■2026年以降アジアで順次発売、日本ではディーゼルモデルを導入
トヨタ自動車<7203>(東証プライム)は11月10日、タイ・バンコクで新型「ハイラックス」を世界初披露した。同社はカーボンニュートラル社会の実現に向けた「マルチパスウェイ」戦略のもと、BEV(電気自動車)やFCEV(水素燃料電池車)など多様なパワートレーンを各地域で展開していく方針を示した。新型ハイラックスはBEVモデルを新たに追加し、アジア地域では2026年以降順次発売、日本では同年年央にディーゼルモデルを投入する予定である。
新型BEVモデルは総電力量59.2kWhのリチウムイオンバッテリーを搭載し、航続距離300km以上を実現。前後に高出力eAxleを採用し、システム最高出力144kWを発揮する。堅牢なフレーム構造を維持しつつ、バッテリーを床下に格納して低重心化を図り、優れた悪路走破性を確保した。トヨタはこのモデルを通じ、電動化の選択肢を広げ、各国のエネルギー事情や顧客ニーズに応じた車づくりを推進する考えである。
トヨタのサイモン・ハンフリーズCBOは発表会で、タイとの60年以上の協力関係を強調。
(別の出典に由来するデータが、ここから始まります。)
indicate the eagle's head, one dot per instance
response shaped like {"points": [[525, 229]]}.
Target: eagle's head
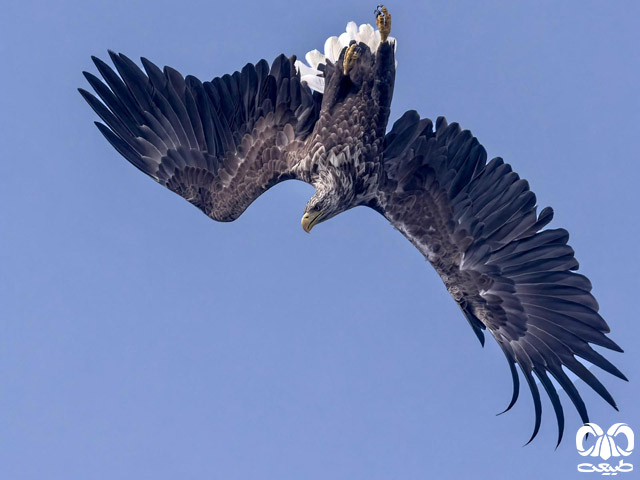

ハイラックスは「町いちばんの車づくり」を象徴する存在であり、タイでは国民車として親しまれていると述べた。第9世代となる新型は、環境対応と信頼性を両立したグローバルモデルとして進化した。トヨタは今後も地域社会との共創を通じ、「Mobility for All(すべての人に移動の自由を)」を体現する車づくりを進めるとしている。